According to The Salt Lake Tribune, “Utah lawmakers who have long been wary of federal encroachment on their powers are now thinking of spending an estimated $85,800 a year to monitor the U.S. government for actions that “implicate the principles of federalism or state sovereignty.” … [Rep. Ken] Ivory suggested in a Monday morning committee hearing that legislators could hire Utah Valley University, which he said has a constitutional studies center and academics interested in assisting the state federalism commission.”
For state legislators who constantly complain about the “Deep State” and “federal overreach,” how do they explain having a university curriculum of their choosing determine what is or is not constitutional? What does the Utah Valley University Constitutional Studies Center teach?

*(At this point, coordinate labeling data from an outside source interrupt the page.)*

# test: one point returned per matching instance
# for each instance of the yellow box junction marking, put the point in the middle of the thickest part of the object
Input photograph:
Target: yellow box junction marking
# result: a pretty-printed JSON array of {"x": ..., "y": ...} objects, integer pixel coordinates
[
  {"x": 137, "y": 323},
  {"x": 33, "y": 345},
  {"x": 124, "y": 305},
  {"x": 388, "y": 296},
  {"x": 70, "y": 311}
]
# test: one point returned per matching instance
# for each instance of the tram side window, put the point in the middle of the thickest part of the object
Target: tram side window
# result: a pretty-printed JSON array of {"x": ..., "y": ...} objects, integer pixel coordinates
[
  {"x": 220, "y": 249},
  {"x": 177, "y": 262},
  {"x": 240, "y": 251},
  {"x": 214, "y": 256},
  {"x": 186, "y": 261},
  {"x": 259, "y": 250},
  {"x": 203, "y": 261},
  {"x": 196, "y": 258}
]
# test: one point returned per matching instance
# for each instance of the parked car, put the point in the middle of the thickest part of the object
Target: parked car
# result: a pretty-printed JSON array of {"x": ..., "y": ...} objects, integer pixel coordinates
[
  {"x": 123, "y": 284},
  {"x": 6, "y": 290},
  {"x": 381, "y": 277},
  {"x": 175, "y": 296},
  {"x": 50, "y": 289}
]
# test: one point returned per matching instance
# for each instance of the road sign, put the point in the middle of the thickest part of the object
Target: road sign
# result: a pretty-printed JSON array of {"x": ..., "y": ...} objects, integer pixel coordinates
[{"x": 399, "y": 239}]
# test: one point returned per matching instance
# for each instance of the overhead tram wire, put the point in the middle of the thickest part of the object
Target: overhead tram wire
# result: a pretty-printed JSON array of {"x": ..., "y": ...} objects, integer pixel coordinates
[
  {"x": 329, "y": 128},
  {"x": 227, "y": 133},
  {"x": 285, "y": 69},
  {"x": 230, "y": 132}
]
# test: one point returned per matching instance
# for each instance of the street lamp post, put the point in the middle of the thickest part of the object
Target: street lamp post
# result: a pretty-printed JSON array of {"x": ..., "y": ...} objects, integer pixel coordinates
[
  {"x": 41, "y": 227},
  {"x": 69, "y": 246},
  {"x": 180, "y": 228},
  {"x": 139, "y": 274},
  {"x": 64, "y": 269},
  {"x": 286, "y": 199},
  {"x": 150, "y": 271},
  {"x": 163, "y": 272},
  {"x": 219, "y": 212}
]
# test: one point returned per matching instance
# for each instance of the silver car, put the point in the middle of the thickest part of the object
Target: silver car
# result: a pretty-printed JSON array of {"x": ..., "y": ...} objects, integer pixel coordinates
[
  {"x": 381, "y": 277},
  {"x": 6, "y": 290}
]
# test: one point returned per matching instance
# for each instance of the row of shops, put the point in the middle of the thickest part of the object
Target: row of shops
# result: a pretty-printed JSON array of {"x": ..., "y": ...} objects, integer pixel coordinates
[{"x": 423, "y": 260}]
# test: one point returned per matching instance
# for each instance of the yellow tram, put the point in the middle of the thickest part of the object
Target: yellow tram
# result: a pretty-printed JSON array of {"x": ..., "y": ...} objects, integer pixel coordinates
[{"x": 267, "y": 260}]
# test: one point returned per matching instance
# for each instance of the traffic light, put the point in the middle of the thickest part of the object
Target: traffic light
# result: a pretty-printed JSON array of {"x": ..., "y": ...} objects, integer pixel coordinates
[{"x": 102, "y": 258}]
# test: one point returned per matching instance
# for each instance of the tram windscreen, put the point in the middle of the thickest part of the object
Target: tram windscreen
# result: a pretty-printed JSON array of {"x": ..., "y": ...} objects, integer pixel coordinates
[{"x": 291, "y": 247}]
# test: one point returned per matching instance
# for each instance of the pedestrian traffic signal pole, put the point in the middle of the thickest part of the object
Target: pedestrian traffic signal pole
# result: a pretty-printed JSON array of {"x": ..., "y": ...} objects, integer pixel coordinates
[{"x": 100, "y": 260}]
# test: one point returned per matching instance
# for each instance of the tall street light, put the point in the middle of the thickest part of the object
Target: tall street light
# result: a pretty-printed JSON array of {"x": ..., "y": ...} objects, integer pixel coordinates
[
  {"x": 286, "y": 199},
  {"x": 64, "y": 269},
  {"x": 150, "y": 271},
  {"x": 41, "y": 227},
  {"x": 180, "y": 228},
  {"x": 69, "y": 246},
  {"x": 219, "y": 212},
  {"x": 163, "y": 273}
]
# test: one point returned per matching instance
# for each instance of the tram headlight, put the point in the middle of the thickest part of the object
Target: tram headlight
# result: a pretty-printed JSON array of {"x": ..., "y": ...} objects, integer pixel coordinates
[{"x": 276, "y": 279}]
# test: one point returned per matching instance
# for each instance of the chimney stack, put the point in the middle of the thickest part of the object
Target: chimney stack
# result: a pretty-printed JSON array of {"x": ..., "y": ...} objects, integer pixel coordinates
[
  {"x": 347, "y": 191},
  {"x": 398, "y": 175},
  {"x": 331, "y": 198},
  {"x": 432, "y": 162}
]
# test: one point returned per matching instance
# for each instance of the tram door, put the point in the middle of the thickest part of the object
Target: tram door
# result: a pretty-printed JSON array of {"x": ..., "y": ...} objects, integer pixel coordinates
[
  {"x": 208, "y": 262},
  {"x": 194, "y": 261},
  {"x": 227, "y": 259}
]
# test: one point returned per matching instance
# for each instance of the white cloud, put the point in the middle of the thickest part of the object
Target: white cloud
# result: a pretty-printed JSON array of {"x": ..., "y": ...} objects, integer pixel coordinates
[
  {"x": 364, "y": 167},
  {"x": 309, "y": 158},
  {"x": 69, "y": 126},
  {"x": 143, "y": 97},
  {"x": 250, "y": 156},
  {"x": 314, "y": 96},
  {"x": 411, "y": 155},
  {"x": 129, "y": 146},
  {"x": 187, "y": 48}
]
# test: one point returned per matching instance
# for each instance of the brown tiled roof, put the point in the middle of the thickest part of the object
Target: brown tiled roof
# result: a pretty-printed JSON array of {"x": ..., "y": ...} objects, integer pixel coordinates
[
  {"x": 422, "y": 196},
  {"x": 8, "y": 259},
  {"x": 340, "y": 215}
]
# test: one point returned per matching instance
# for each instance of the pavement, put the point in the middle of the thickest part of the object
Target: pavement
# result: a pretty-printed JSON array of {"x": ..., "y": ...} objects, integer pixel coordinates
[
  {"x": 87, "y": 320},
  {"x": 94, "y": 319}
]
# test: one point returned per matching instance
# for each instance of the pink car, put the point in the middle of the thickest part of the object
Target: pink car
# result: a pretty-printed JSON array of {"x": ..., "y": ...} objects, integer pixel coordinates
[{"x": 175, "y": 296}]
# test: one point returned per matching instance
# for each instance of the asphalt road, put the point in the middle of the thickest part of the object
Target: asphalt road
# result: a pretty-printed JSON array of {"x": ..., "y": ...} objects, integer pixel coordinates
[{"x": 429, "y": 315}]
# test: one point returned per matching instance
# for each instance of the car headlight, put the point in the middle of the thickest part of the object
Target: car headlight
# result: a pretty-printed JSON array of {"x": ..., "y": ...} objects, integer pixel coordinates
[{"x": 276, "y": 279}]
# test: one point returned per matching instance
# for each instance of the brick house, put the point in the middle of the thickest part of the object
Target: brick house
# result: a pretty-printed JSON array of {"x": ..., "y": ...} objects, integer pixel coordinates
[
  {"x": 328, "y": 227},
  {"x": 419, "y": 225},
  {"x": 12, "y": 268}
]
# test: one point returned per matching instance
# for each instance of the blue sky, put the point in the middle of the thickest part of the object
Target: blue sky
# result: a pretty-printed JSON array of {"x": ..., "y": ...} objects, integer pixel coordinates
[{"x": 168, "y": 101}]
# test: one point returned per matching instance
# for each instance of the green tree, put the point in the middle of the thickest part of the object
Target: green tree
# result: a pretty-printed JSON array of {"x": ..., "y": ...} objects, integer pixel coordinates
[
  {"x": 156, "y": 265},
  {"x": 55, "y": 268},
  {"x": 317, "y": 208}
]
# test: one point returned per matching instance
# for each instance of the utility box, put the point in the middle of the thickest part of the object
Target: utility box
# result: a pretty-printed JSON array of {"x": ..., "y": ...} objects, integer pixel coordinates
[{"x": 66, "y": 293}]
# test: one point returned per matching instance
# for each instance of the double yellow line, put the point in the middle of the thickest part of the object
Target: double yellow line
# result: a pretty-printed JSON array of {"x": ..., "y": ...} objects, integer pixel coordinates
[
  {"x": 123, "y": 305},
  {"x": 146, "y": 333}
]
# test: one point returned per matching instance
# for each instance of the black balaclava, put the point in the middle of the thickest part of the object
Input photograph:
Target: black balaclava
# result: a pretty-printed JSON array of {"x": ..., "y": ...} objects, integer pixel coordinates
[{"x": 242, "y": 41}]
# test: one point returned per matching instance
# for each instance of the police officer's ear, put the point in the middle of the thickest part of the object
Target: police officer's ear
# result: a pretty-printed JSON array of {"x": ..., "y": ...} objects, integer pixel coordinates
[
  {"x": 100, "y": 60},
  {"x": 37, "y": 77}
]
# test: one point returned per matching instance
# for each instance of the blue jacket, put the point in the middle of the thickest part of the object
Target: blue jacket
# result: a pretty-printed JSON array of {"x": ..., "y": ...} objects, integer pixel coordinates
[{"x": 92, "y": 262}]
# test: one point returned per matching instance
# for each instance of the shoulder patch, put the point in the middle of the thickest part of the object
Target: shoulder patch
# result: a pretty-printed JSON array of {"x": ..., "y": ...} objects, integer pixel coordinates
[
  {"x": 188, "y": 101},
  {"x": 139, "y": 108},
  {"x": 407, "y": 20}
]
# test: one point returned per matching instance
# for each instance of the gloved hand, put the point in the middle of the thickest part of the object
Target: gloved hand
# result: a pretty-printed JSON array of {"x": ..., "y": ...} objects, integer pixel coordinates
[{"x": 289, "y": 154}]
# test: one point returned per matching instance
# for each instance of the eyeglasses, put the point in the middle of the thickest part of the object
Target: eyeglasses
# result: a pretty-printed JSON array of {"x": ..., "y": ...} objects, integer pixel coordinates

If it is anything like the National Center for Constitutional Studies founded by W. Cleon Skousen to promote correct constitutional principles based on the Founding Fathers’ magic formula, then Utah taxpayers are in for an interesting ride.
And exactly what is the Federalism Commission, created by Ken Ivory almost a decade ago, if not a deep state shadow government operating under the auspices of the state?

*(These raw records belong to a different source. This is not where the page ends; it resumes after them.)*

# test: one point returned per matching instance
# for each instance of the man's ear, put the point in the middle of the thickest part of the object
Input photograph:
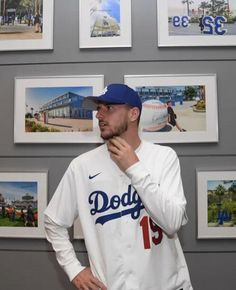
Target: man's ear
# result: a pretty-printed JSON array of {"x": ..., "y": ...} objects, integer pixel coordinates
[{"x": 134, "y": 114}]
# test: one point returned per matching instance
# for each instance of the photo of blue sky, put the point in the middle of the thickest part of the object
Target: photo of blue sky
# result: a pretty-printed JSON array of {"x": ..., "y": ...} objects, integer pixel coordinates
[
  {"x": 111, "y": 7},
  {"x": 14, "y": 190},
  {"x": 36, "y": 97}
]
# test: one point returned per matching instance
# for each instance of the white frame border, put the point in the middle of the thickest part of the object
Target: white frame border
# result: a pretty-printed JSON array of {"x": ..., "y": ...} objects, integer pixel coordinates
[
  {"x": 203, "y": 231},
  {"x": 40, "y": 177},
  {"x": 46, "y": 43},
  {"x": 124, "y": 40},
  {"x": 165, "y": 40},
  {"x": 21, "y": 83},
  {"x": 209, "y": 80}
]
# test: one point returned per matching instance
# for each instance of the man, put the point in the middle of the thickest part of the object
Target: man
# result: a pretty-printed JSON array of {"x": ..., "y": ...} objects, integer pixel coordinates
[
  {"x": 172, "y": 117},
  {"x": 129, "y": 198}
]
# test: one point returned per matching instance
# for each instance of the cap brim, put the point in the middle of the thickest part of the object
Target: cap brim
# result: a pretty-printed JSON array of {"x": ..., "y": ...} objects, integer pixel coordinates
[{"x": 90, "y": 103}]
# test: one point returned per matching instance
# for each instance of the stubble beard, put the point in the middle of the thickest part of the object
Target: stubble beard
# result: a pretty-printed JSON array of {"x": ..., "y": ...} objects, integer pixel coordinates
[{"x": 117, "y": 131}]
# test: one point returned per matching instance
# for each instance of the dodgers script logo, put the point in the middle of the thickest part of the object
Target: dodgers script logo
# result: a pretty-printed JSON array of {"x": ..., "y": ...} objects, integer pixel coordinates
[{"x": 101, "y": 203}]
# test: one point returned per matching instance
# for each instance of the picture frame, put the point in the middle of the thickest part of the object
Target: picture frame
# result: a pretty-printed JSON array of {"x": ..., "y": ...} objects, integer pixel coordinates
[
  {"x": 196, "y": 23},
  {"x": 25, "y": 28},
  {"x": 23, "y": 199},
  {"x": 77, "y": 230},
  {"x": 216, "y": 205},
  {"x": 105, "y": 23},
  {"x": 189, "y": 95},
  {"x": 49, "y": 109}
]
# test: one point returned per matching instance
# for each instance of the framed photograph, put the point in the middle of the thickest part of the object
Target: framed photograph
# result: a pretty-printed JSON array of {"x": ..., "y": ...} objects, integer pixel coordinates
[
  {"x": 104, "y": 23},
  {"x": 50, "y": 109},
  {"x": 177, "y": 108},
  {"x": 196, "y": 23},
  {"x": 77, "y": 230},
  {"x": 23, "y": 199},
  {"x": 26, "y": 25},
  {"x": 216, "y": 195}
]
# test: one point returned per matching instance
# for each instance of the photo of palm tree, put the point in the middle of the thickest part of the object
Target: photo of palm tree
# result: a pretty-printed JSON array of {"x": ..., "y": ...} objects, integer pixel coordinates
[
  {"x": 18, "y": 204},
  {"x": 221, "y": 196}
]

If you haven’t yet read HB209 Federalism Commission Amendments, start with the original bill and then check out the substitutions.
Ivory wants you to believe that all he is interested in doing is restoring the balance of power between the states and the federal government. What he doesn’t tell you is the balance of power between the states and the federal government changed dramatically when the South lost the Civil War.
The balance between states’ rights and state sovereignty — which, in the U.S. Constitution, was tied directly into property rights, i.e. owning slaves — and the federal government was altered by the passage of the Reconstruction Amendments freeing the slaves and ensuring voting rights and eventually civil rights to all citizens of the United States.
Your Federalism Commission appears to be made up in large part of pre-Civil War states’ rights, state sovereignty advocates who have conveniently and collectively forgotten about the Civil War and any of the subsequent constitutional amendments and legal decisions made based upon those amendments since 1865.
If you look at all the legislation proposed and/or passed this session that undermines public education, or public health, or voting rights, or rights of citizens who do not conform to what some legislator believes is the norm, you are looking at a state that is racing backwards into a “glorious” past that never existed; unless you were a white, land-owning male.
I was born a mere 34 years after passage of the 19th Amendment giving women the right to vote. And I am not that old.
Our democracy is still in its infancy and there are those who would suffocate it in its crib.
Carey Dabney lives in Moab and is active in non-partisan political organizations.